"Welcome to the era of hedged bets and lowered expectations", says the cover story of Time Magazine. A poll of 18 to 29-year olds, found 65 per cent agreed that it will be harder for their group to live as comfortably as previous generations. But despite the lowered expectations, these twentysomethings have the power to wreak havoc in the workplace:
Companies are discovering that to win the best talent. they must cater to a young work force that is considered overly sensitive at best and lazy at worst … These youngsters are starting to use their bargaining power to get more of what they feel is coming to them. They want flexibility, access to decision making and a return to the sacredness of work-free weekends. "I want a work environment concerned about my personal growth," says Jennifer Peters, 22, one of the youngest candidates ever to be admitted to the State Bar of California. "I don’t want to go to work and feel I’ll be burned out two or three years down the road."
Most of all, young people want constant feedback from supervisors. In contrast with the baby boomers, who disdained evaluations as somehow undemocratic, people in their 20s crave grades, performance evaluations and reviews. They want a quantification of their achievement. After all, these were the children who prepped diligently for college-aptitude exams and learned how to master Rubik’s Cube and Space Invaders.
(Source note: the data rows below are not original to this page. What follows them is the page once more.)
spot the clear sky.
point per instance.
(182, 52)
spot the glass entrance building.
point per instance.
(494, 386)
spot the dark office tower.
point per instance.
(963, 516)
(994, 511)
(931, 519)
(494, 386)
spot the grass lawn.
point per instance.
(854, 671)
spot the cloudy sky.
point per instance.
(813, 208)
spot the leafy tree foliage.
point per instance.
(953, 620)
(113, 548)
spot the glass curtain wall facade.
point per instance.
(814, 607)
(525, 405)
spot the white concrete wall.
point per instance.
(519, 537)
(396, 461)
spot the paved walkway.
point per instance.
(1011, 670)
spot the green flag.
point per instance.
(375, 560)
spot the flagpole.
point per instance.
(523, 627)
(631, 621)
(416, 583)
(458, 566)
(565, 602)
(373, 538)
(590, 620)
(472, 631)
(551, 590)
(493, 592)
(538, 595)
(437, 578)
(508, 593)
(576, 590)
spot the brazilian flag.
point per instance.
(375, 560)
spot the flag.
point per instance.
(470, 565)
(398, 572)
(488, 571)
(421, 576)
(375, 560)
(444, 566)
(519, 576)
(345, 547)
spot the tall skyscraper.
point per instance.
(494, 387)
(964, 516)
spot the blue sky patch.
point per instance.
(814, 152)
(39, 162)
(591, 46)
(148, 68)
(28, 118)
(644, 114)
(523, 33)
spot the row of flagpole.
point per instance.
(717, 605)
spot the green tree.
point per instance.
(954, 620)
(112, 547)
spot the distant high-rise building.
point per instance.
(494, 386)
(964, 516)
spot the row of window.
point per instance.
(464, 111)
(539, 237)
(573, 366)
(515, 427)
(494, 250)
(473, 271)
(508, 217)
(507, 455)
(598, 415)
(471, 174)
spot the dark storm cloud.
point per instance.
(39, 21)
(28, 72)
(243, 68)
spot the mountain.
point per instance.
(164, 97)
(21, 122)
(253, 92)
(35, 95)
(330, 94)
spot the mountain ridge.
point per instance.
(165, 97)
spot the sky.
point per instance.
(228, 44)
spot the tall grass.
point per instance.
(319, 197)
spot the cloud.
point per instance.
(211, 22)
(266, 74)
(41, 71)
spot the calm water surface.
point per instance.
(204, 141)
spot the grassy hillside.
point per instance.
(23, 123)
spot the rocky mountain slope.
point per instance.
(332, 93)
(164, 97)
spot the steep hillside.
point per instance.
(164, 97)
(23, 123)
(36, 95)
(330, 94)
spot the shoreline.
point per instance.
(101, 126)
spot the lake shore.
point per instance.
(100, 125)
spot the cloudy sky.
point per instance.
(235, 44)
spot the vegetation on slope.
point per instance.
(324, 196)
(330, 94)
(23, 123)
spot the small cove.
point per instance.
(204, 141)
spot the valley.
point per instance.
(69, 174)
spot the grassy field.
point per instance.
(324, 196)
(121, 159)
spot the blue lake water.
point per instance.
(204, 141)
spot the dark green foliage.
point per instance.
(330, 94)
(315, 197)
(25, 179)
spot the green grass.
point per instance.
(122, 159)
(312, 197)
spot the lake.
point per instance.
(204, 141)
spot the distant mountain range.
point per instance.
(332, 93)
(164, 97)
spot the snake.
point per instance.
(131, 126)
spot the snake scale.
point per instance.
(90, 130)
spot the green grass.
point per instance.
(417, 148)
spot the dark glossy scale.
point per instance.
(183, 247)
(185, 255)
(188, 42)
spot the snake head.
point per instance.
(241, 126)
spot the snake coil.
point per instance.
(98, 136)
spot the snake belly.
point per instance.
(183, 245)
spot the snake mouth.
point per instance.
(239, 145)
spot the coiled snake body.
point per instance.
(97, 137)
They are consummate game players and grade grubbers. "Unlike yuppies, younger people are not driven from within, they need reinforcement," says Penny Erikson, 40, a senior vice president at the Young & Rubicam ad agency, which has hired many recent college graduates. "They prefer short-term tasks with observable results."
Rubik’s cube and Space Invaders? Yuppies? Should the West Help Gorbachev? That’s right, we’re talking about Generation X. Look closely at the magazine cover and you’ll see the date — July 16, 1990.